Exporting stats to an external time series db

We run one instance of sentry on premise 20.8.0 for applications from different teams. We limit the number of events per minute, but sometimes one application puts so much error events, that there is the potential to loose the events of other applications.

Therefore i would like to push the stats about rejected, received and blacklisted events per project to our time series databases so i configure alerting for this stats.
The http api from sentry offeres this information but for a large number of projects it is inconvenient and slow because it results in a lot of http requests.

Is there any faster possibility to grep this stats? I did not find any of this stats in kafka or redis.

How do you monitor your sentry on premise instance?
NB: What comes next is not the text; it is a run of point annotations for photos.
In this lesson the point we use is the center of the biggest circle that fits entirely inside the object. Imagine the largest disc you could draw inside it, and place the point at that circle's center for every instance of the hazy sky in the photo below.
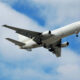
(40, 64)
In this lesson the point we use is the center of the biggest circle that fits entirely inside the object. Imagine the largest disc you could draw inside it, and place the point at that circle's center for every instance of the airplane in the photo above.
(51, 40)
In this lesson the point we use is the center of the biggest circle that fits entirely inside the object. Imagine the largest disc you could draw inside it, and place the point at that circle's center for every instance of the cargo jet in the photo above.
(51, 40)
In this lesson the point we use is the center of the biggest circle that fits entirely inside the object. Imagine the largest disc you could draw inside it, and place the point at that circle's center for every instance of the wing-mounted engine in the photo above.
(46, 33)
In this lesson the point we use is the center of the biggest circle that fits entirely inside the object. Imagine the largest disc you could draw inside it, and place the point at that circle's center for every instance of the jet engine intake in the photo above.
(46, 33)
(65, 44)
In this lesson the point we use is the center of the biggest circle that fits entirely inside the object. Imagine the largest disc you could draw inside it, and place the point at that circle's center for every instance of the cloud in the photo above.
(58, 12)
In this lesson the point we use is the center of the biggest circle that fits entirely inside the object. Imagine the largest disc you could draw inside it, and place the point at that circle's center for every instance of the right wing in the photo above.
(55, 48)
(15, 42)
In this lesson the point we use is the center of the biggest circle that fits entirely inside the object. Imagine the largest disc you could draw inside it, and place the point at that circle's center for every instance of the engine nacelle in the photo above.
(46, 33)
(65, 44)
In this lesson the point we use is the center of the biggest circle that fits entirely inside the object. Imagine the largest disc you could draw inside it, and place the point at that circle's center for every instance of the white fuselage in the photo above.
(60, 33)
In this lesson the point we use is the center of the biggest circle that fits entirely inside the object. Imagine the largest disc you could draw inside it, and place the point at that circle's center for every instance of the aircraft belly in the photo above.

There is an internal metrics system you can wire up which we use for a variety of things:

https://develop.sentry.dev/services/metrics/

Great! I got the sentry.metrics.statsd.StatsdMetricsBackend to push the metrics through the telegraf-statsd-plugin to our time series databases.
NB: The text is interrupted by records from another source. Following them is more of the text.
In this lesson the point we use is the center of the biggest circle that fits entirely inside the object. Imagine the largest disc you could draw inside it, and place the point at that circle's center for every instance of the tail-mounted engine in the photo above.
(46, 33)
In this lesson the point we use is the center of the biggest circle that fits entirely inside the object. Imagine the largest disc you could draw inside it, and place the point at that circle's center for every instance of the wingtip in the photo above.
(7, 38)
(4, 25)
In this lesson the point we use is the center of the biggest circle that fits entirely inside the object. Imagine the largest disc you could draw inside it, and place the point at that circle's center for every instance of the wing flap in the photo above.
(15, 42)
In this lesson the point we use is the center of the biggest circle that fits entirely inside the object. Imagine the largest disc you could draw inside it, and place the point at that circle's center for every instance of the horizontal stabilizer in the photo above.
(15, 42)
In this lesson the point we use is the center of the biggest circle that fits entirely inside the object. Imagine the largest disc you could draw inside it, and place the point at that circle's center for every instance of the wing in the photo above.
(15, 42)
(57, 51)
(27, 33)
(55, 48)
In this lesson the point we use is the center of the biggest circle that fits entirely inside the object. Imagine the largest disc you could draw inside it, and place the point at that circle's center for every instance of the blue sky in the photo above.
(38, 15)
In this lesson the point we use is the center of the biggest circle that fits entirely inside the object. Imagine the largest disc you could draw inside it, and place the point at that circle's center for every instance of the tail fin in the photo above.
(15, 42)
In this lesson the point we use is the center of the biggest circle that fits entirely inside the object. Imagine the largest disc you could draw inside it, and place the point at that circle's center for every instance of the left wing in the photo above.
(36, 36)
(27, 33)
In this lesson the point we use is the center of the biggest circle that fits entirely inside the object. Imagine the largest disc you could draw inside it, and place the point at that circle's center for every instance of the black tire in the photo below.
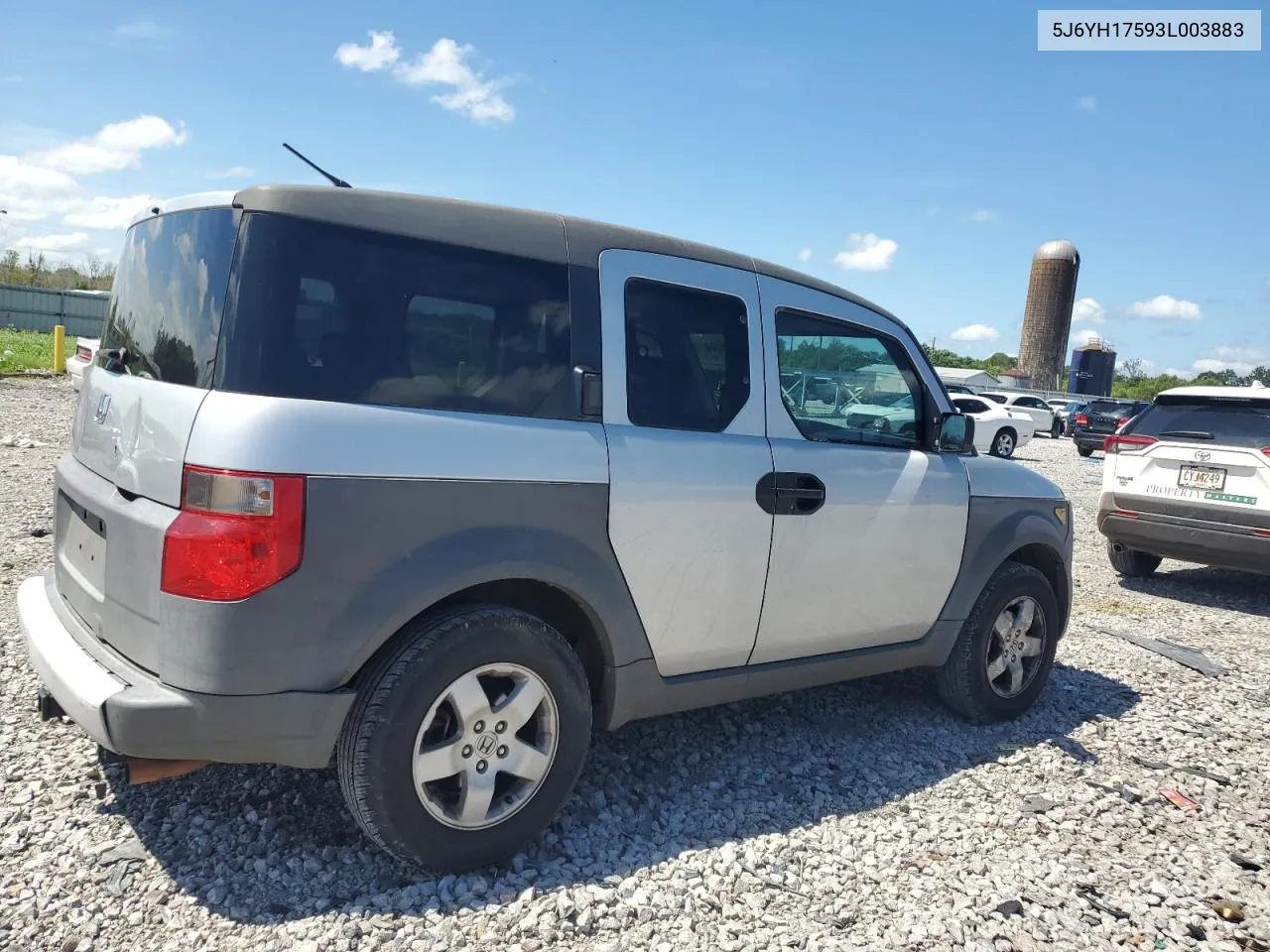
(1000, 447)
(1130, 562)
(962, 679)
(376, 747)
Is there an overview for the existing metrics and what they mean?
Where can i find the stats for rate limited, filtererd, accepted events per project?

@marbon87 The stats on event ingestion are generated in the Relay service. You can find documentation on the metrics and configuring metrics preliminarily on this page:
https://getsentry.github.io/relay/configuration/metrics/

To configure this, add the following lines to your onpremise relay/onpremise.yml:

metrics:
  statsd: 127.0.0.1:8126
  prefix: mycompany.relay

You’ll particularly be interested in the following metrics described on the above page:

  • event.accepted
  • event.rejected
  • events.outcomes (logs more reasons for rejected events):

The documentation outcomes isn’t great at the moment, but the reported tag values are pretty self-explanatory: filtered, rate_limited, invalid and abuse.

2 Likes

thanks for the hint. What i am missing here are tags that show the organization and project key.

Sorry, I should’ve read your question more carefully. We’re not tagging the organization or project on those metrics. In order to get stats per project or organization, you have a few options:

  1. Consume the organization stats and project stats endpoints. You can see an example for this when you navigate to “Stats” in the main page.
  2. These stats are powered by our Snuba service, which uses Clickhouse as a data store. Code for querying Snuba can be found at https://github.com/getsentry/sentry/blob/36a4217e55008ce59787261869322977e91179ce/src/sentry/tsdb/snuba.py.
  3. Snuba uses the outcomes dataset, which is populated from the outcomes Kafka topic. The messages are JSON payloads containing organization, project, DSN key, outcome, and reason.

Considering you would like to process a large number of projects, my suggestion would be to write a Kafka consumer for the outcomes topic. For example, have a look at Snuba’s own consumer.